Gemileri karadan yürüterek, Dünya savaş tarihindeki, emsalsiz yerini aldı.
Bizans gibi bin yıllık bir Devlete savaş açtı..
Ve
En muhteşem orduların, onlarca kez bozguna uğrayıp kapısından döndüğü İstanbul'u fethetti.
Çağlar açtı, çağlar kapattı.
Milletini, övgülerin en büyüğüne mazhar etti.
Alnımızı ak, başımızı dik eyledi.
Merhameti ve adaletiyle de yine emsalsiz idi...

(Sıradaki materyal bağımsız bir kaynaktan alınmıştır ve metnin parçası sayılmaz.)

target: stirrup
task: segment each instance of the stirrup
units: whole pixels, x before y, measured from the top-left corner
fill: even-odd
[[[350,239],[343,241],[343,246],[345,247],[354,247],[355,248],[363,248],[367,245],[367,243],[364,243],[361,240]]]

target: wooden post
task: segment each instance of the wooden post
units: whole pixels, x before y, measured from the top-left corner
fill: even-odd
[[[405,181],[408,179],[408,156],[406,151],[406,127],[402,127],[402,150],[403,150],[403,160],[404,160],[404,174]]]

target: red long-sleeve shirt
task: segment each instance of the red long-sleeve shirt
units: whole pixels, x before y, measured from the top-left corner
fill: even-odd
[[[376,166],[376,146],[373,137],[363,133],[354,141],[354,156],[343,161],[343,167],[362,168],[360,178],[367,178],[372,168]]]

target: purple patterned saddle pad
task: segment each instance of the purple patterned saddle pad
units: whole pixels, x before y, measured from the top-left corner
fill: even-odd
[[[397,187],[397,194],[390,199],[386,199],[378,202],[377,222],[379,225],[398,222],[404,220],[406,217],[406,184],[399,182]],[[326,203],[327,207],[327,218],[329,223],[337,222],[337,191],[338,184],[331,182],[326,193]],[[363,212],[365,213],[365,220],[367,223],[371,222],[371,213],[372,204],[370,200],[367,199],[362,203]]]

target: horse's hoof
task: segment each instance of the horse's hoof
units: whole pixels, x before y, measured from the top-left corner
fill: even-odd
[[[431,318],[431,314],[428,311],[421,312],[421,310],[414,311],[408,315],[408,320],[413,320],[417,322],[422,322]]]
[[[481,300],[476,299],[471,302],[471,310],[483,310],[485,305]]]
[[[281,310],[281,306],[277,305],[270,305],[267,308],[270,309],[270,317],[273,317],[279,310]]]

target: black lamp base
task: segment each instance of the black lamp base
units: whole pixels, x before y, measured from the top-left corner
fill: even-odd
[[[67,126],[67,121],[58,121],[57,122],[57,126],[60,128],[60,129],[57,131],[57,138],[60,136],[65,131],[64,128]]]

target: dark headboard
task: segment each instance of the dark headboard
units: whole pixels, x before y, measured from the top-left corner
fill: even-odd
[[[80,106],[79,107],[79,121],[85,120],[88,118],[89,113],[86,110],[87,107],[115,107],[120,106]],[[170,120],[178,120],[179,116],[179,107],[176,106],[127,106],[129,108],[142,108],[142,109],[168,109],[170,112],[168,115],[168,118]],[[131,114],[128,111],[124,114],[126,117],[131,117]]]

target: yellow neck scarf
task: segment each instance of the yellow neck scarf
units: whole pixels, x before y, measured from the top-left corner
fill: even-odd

Ülkesini mamur, Halkını bahtiyar, Milletini mağrur etti.
Ve
Kısacık ömründe, 2 imparatorluk, 4 Krallık ve 11 Prensliği tarihe gömdükten sonra, elli yaşında bile değil iken; Dünyanın en güçlü Devletini ve yenilmez ordusunu ardında bırakarak, bir 3 Mayıs günü Rabbine yürüdü.
Bugün;
- Halkının %99 u O'nu hatırlamasa da,
- Gençler türbesini tekmelese de,
- Okullarda, " Gelenin hatırı için geçmişe sövmek" öğretilse de
ve
- Varlığını O'na borçlu olan Devleti, bir kuru anmayı ve sade bir töreni bile çok görse de;
O Dünyanın en büyüğü idi.
Ruhu şad, makamı ali ve mekanı Cennet olsun...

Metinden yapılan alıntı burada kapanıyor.